| Nov 18, 2020
Learning the basics of water resilience
We thank you for your support of this important work – which is now starting to be valued more by government departments and the general public. We have been working at designing and resilience training for 20 years and we are now incredibly well positioned strategically to begin to take a leading role in the transition of our cities and settlements towards more self-sufficient, socially just and cohesive neighborhoods.
THE YEAR THAT WAS
What a crazy year it has been – one we could never have anticipated. Permaculture teaches us to frame problems as opportunitied. As is speedily draws to an end we reflect on some of the amazing gifts that have arrived with COVID-19 and the lockdown.
- In some ways COVID-19 is dress rehearsal for the looming threats of climate change – we now have a unique window to be able to respond to the vulnerabilities hi-lighted by COVID-19. At SEED we have been preparing for disturbance for decades – honing the skills of resilience design, education and practice. We are now well-positioned to support others through education, demonstration and capacity building.
- A light has been shone on the incredible wealth disparity in South Africa and how this plays out into the huge inequality in the food system and the incredible vulnerability of so many of our people.

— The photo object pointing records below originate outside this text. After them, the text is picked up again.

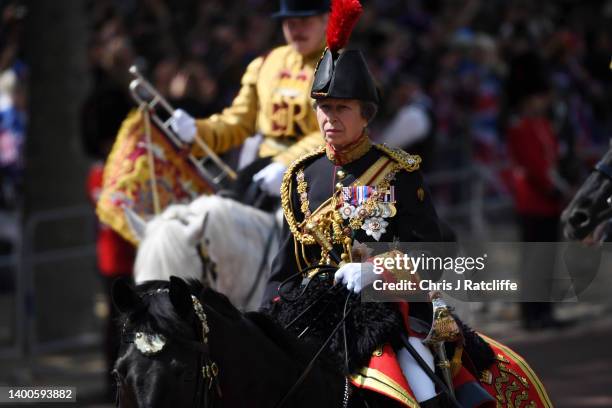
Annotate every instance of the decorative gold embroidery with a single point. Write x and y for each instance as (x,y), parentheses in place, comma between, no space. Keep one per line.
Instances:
(402,160)
(504,394)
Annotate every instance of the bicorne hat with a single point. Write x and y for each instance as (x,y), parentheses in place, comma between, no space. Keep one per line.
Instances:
(343,73)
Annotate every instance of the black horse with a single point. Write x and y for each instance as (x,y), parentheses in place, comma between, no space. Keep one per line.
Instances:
(188,346)
(592,204)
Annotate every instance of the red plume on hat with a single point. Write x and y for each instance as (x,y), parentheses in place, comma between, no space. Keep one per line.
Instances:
(342,19)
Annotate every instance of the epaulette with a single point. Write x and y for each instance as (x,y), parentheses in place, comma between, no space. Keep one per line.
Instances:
(407,161)
(286,184)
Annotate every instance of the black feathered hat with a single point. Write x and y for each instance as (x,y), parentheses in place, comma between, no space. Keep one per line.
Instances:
(343,73)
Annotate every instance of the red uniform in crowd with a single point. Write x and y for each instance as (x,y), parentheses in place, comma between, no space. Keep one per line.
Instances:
(535,153)
(115,254)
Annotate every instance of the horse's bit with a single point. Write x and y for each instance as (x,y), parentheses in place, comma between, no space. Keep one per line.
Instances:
(153,343)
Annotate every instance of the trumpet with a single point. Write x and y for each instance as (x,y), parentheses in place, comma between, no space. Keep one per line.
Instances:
(210,166)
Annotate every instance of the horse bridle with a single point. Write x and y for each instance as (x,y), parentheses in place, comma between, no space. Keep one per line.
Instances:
(207,374)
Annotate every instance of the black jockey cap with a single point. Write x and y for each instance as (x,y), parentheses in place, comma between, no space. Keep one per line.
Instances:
(301,8)
(344,75)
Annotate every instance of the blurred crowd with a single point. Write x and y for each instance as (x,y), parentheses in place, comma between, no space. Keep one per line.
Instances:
(13,80)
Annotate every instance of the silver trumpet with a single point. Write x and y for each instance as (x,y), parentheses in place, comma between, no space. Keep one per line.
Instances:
(211,167)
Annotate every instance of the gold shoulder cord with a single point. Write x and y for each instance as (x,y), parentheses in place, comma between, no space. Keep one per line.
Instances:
(407,161)
(286,195)
(402,159)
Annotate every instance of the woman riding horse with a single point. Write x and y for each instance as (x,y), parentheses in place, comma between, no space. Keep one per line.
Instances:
(350,191)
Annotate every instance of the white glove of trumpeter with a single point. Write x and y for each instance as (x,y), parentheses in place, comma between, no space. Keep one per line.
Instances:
(420,383)
(271,178)
(183,124)
(356,276)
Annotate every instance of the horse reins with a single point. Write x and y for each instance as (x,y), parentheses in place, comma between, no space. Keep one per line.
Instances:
(341,324)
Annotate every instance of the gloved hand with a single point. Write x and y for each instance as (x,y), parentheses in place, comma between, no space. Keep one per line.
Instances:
(356,275)
(271,178)
(183,124)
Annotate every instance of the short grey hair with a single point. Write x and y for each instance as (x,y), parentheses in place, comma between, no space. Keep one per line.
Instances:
(368,110)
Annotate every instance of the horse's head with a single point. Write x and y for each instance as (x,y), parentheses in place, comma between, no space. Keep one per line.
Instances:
(172,243)
(592,205)
(164,359)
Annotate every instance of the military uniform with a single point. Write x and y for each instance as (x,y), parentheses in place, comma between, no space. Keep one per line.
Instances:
(313,189)
(274,101)
(316,190)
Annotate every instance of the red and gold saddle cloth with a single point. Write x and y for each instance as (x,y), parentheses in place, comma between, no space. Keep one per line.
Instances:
(127,179)
(508,383)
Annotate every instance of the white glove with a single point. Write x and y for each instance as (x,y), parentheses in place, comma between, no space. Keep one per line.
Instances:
(356,275)
(183,124)
(420,383)
(271,178)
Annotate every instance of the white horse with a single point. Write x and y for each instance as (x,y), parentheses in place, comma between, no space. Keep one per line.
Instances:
(236,242)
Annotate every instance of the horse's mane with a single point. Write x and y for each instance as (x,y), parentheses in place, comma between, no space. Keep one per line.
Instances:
(165,249)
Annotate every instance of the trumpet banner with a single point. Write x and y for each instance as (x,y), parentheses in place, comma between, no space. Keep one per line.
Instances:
(127,176)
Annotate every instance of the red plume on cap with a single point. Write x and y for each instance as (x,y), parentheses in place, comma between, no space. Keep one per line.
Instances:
(342,19)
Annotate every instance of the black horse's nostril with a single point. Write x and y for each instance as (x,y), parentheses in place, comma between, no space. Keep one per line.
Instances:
(579,219)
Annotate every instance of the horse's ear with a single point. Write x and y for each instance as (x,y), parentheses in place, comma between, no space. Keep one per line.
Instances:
(180,297)
(124,296)
(136,223)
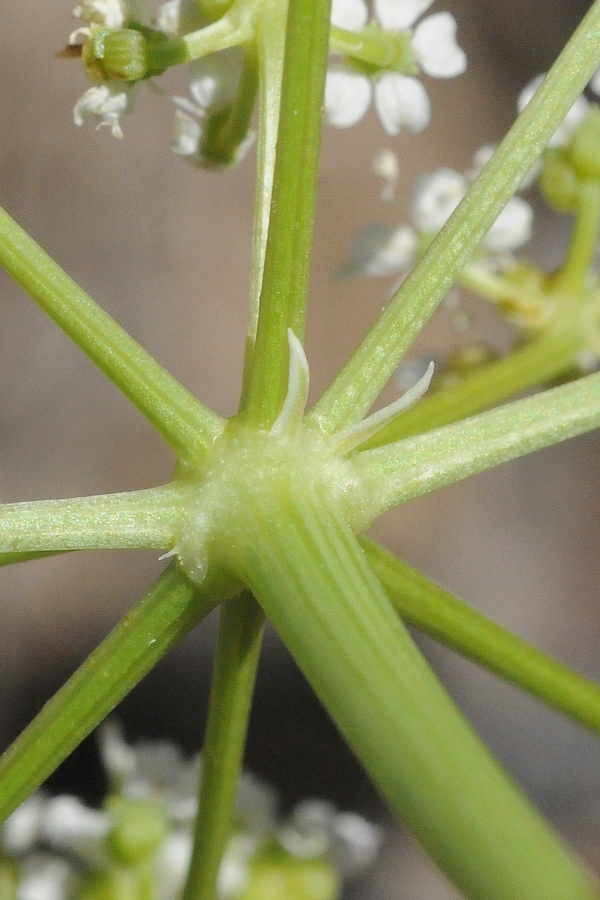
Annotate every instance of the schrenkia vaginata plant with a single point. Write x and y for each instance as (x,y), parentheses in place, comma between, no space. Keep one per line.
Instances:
(266,512)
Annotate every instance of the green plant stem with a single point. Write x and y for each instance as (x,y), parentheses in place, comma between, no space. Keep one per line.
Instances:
(537,362)
(132,520)
(400,472)
(376,48)
(310,575)
(168,611)
(230,30)
(185,423)
(287,260)
(355,388)
(10,559)
(270,36)
(236,661)
(442,616)
(573,275)
(225,132)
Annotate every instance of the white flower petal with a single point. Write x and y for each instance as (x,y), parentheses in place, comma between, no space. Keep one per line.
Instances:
(401,102)
(570,123)
(45,878)
(434,45)
(23,828)
(172,864)
(106,101)
(347,97)
(168,17)
(186,134)
(511,229)
(108,13)
(214,79)
(355,843)
(399,14)
(435,199)
(350,14)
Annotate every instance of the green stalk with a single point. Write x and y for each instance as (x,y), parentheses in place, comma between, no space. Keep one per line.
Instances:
(10,559)
(397,473)
(573,275)
(354,390)
(163,616)
(377,48)
(236,661)
(537,362)
(310,575)
(443,616)
(286,269)
(270,36)
(224,132)
(185,423)
(132,520)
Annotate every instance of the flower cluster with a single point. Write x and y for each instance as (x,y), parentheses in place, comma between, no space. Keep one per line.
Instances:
(140,843)
(380,250)
(400,99)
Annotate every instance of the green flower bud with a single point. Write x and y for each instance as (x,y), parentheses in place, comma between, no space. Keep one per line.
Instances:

Mitchells Plain was 69% food insecure before lockdown (this means 2/3 of residents go to bed hungry). The COVID-19 lockdown food crises has resulted in soup kitchens and community gardens becoming very important – and we are heartened by the meaningful and hopefully impactful conversations.
- The surge of interest in growing food at home meant that our Easy Peasy enterprise was able to grow into lockdown as we moved from our retail customer base to selling through neighborhood nodes across Cape Town through our new Online selling platform.
- The closing of the tourism industry has meant that our salaries are more attractive. This means we have finally employed an Operations Manager with the capacity and experience needed to systematise our training and move us well and truly into the era of professionalism and growing impactfulnes.
- COVID-19 and the lockdown highlighted our lack of resilience as a species. The result of this is that many more people are interested and signing up for our trainings. (Seeding Futures currently has a waiting list of 165 people.)
- We have tipped over 50% unemployment nationally as many industries have been bought to their knees. With our economy in flux there is an opportunity to transition to more ecological and robust models of development that will serve our communities and all species more effectively in the future. There is a need to grow meaningful local jobs through supporting local enterprises that focus on growing economic, natural and social capital (circular economy principles).
PROGRAM DELIVERY 2020
We managed to reach the planned four Cohorts of Seeding Futures – despite being unable to teach for 5 months. We accomplished this through:
- Shortening the training from 19 to 11 weeks.
Making the curriculum responsive to the crises through dropping the household and Neighbourhood Resilience Modules (which relies on broad community engagement) and, being unable to organise job shadows we spent the four weeks working and learning in the resilience systems at Rocklands.
Applied Permaculture Training (4 weeks) : The Permaculture Design bootcamp module covers the internationally-recognised Permaculture Design Course and is accredited at level 4 (Matric). This teaches and practices the fundamental Permaculture Design methodology.
Personal Resilience. (1 week): We focus on our strengths and practice articulating these, we look at our work/life balance and set ourselves goals. We learn about CV writing and communication skills, including dealing with conflict through Non-Violent Communication. We learn self-care.
Designing My Resilience (1 week) : - We now support students to design their own project, the can be their homes, lives or a project they are working on. Students have had four design trials and now hone their new abilities to improve their own lives or projects.
Skills for Growing (3 days): With the upsurge in demand for locally grown food, we have designed a two-week module that aims to skill up good food gardeners. We cover Production planning and crop rotation for a full year and also thoroughly equip students with the hands-on skills of Compost, Planting and also Propagation. This module ensures our students can produce large volumes of food in an earth friendly way.
On-ground Practical (4 weeks) : We worked the systems at Rocklands – making compost, planting food and. Practicing techniques like marking contours, plumbing rain tanks, building compost toilets and rocket stoves. This familiarity is important in building comfort and confidence.
2.Implementing COVID-19 Compliance
We usually work with at least 25 students per cohort and in keeping with COVID-19 compliance we reduced numbers to 13 (to enable the 1.5m social distancing in the classroom). Working within the rules enabled us to open our classroom doors in August and get busy teaching classes of people very ready to learn how to build resilience.
3. Taking teaching Online
We also spent some of lockdown shooting a Resilience Series that addressed the important issues people were grappling with.
The series got 1346 views on YouTube and allowed us to trial teaching online.
This is something we will pursue as we are inundated with requests to share our training with more people. Watch this space in 2021.